San Francisco 49ers receivers
Who is going to fill the hole created by Terrell Owens' departure? Truth is, it'll probably take at least three players to plug the gap. Cedrick Wilson was the 49ers' top fantasy receiver on Sunday, hauling in seven passes for 94 yards and a touchdown. But teammates Brandon Lloyd and TE Eric Johnson also figure to play a big role. Despite only four catches, Lloyd was targeted 12 times by San Francisco's quarterbacks. And Johnson kept pace with Wilson by gathering eight catches for 86 yards and a score. All three players are worth stashing on a fantasy bench. And if Johnson continues to produce at a level even close to what he put up in Week 1, he'll be wasted in a reserve role.

Doug Gabriel, Oakland – 3 catches for 81 yards (58 long), 1 TD
Counting the preseason, Gabriel now has four touchdowns in five games, all of which have come from a distance of 34 yards or longer. In Week 1, he hauled in a 58-yard bomb from Rich Gannon for a score. Clearly, the Raiders are going to look for a big play from Gabriel at least a couple times a game. Against Pittsburgh, Gabriel was tried on a reverse and hauled in an 18-yard pass in addition to his TD catch. No doubt, Gabriel would be a gamble to throw into a starting spot on your fantasy roster, but this type of wager comes with a high upside.
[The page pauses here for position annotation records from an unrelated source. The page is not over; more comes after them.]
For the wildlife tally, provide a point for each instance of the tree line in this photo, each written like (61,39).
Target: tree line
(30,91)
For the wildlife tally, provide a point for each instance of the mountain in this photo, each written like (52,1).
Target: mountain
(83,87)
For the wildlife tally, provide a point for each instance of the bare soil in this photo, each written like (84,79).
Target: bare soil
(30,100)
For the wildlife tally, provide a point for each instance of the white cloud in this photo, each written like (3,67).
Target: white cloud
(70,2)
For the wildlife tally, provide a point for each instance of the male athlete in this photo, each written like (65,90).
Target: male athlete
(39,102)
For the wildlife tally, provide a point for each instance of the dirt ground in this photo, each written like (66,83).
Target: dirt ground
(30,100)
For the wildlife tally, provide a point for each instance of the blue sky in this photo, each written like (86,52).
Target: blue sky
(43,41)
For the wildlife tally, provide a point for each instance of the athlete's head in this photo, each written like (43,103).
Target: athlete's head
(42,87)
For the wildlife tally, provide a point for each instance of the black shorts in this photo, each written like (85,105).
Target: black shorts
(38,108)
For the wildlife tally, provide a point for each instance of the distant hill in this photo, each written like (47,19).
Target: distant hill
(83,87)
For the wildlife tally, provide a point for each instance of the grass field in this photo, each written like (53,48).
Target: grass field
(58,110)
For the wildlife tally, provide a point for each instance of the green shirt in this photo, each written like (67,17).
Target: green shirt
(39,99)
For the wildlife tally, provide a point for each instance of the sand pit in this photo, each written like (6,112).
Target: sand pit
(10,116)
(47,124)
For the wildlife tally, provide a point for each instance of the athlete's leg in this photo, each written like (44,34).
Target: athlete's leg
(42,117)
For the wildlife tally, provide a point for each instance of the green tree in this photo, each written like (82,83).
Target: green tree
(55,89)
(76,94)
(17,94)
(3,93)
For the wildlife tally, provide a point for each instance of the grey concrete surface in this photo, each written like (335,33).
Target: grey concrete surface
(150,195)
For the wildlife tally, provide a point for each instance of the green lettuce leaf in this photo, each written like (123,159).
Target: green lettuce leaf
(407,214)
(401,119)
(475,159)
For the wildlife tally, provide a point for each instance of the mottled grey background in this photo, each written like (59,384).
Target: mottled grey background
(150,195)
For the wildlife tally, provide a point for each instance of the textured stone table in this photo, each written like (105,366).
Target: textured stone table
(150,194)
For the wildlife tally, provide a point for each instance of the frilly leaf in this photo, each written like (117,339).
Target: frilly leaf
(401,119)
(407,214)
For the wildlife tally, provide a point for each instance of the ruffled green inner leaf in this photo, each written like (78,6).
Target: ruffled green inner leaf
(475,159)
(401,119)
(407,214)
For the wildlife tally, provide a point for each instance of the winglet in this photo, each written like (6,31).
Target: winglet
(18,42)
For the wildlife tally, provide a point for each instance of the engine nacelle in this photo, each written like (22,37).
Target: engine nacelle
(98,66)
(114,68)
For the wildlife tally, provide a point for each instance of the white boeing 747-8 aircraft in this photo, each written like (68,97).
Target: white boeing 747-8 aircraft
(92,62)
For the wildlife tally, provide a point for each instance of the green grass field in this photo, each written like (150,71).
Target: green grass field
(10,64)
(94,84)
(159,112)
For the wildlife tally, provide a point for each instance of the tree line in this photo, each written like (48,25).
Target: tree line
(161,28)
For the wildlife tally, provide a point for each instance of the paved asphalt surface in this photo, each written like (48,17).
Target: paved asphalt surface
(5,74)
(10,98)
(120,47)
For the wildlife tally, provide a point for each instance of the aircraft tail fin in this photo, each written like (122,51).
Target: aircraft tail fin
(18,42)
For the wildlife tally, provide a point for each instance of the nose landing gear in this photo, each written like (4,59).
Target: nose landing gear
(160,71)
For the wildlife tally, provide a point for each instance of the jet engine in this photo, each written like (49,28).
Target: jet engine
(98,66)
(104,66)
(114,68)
Daniel Graham, New England, TE – 7 catches for 57 yards, 1 TD
On Thursday, Graham looked every bit the player New England envisioned he'd be when they made him the 21st pick overall in the '02 NFL Draft. Graham tied a career high with seven receptions against Indianapolis for 57 yards and a touchdown. And his impact was felt by members of the Colts secondary, who on more than one occasion were seen bouncing off of the 6-foot-3, 260-pound Graham. Look to Graham as an upgrade for those rolling with a Bubba Franks or Marcus Pollard in the TE slot.